Production Assessment using a Knowledge Transfer Framework and Evidence Theory
Fernando Arevalo N., Christian Alison M. Piolo, Tahasanul Ibrahim, Andreas Schwung
TL;DR
The paper tackles the challenge of converting tacit shop-floor knowledge into explicit, actionable rules while rigorously accounting for uncertainty. It introduces KLAFATE, a framework that combines an extended FMEA for knowledge extraction, Dempster-Shafer evidence theory for uncertainty quantification, and primitive recursive functions for knowledge representation, all embedded in an AR-enabled interactive system.
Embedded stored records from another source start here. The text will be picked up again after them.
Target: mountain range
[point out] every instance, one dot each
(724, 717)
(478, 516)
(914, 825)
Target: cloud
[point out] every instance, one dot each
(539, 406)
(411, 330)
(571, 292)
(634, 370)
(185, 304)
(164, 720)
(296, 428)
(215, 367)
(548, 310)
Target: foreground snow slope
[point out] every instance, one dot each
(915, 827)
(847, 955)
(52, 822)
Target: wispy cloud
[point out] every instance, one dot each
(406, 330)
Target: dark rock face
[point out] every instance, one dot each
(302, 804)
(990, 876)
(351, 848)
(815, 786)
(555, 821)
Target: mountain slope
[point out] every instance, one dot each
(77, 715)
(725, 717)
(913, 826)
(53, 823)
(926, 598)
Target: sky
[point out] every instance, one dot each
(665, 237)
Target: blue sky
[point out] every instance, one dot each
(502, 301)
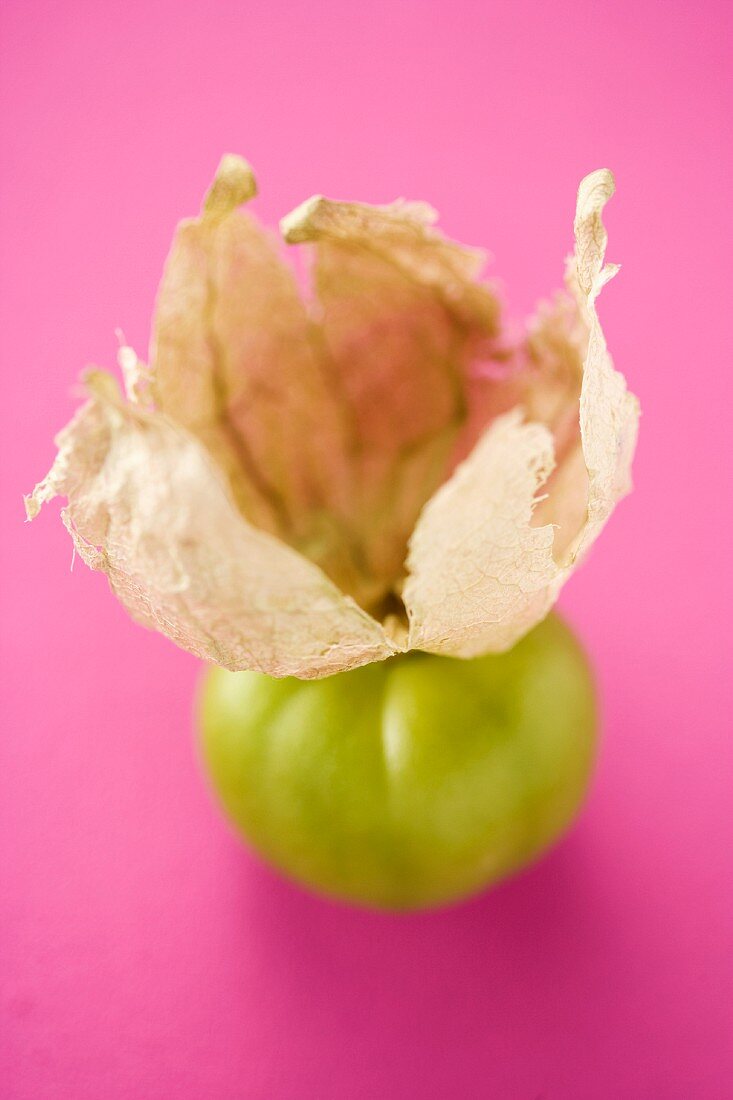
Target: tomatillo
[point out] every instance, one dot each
(408, 783)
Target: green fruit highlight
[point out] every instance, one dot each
(408, 783)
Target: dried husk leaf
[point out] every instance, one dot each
(482, 571)
(271, 462)
(146, 507)
(233, 360)
(402, 319)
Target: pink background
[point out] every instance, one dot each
(144, 953)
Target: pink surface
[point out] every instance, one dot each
(144, 953)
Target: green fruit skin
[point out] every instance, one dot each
(408, 783)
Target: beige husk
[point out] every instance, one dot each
(260, 495)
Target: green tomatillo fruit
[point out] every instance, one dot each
(408, 783)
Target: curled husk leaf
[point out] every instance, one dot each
(303, 484)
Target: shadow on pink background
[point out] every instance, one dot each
(144, 954)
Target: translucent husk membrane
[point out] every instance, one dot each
(301, 485)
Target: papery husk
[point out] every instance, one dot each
(481, 570)
(253, 497)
Key contributions include a formalized taxonomy for knowledge transfer, a KPI-driven validation strategy, and an end-to-end use case on a laboratory Bulk Good System with HoloLens as the UI. The approach offers a structured, user-centered pathway to institutionalize operator expertise, enhance decision support on the factory floor, and enable robust knowledge transfer to broader process industries.
Abstract
Operational knowledge is one of the most valuable assets in a company, as it provides a strategic advantage over competitors and ensures steady and optimal operation in machines. An (interactive) assessment system on the shop floor can optimize the process and reduce stopovers because it can provide constant valuable information regarding the machine condition to the operators. However, formalizing operational (tacit) knowledge to explicit knowledge is not an easy task. This transformation considers modeling expert knowledge, quantification of knowledge uncertainty, and validation of the acquired knowledge. This study proposes a novel approach for production assessment using a knowledge transfer framework and evidence theory to address the aforementioned challenges. The main contribution of this paper is a methodology for the formalization of tacit knowledge based on an extended failure mode and effect analysis for knowledge extraction, as well as the use of evidence theory for the uncertainty definition of knowledge. Moreover, this approach uses primitive recursive functions for knowledge modeling and proposes a validation strategy of the knowledge using machine data. These elements are integrated into an interactive recommendation system hosted on a backend that uses HoloLens as a visual interface. We demonstrate this approach using an industrial setup: a laboratory bulk good system. The results yield interesting insights, including the knowledge validation, uncertainty behavior of knowledge, and interactive troubleshooting for the machine operator.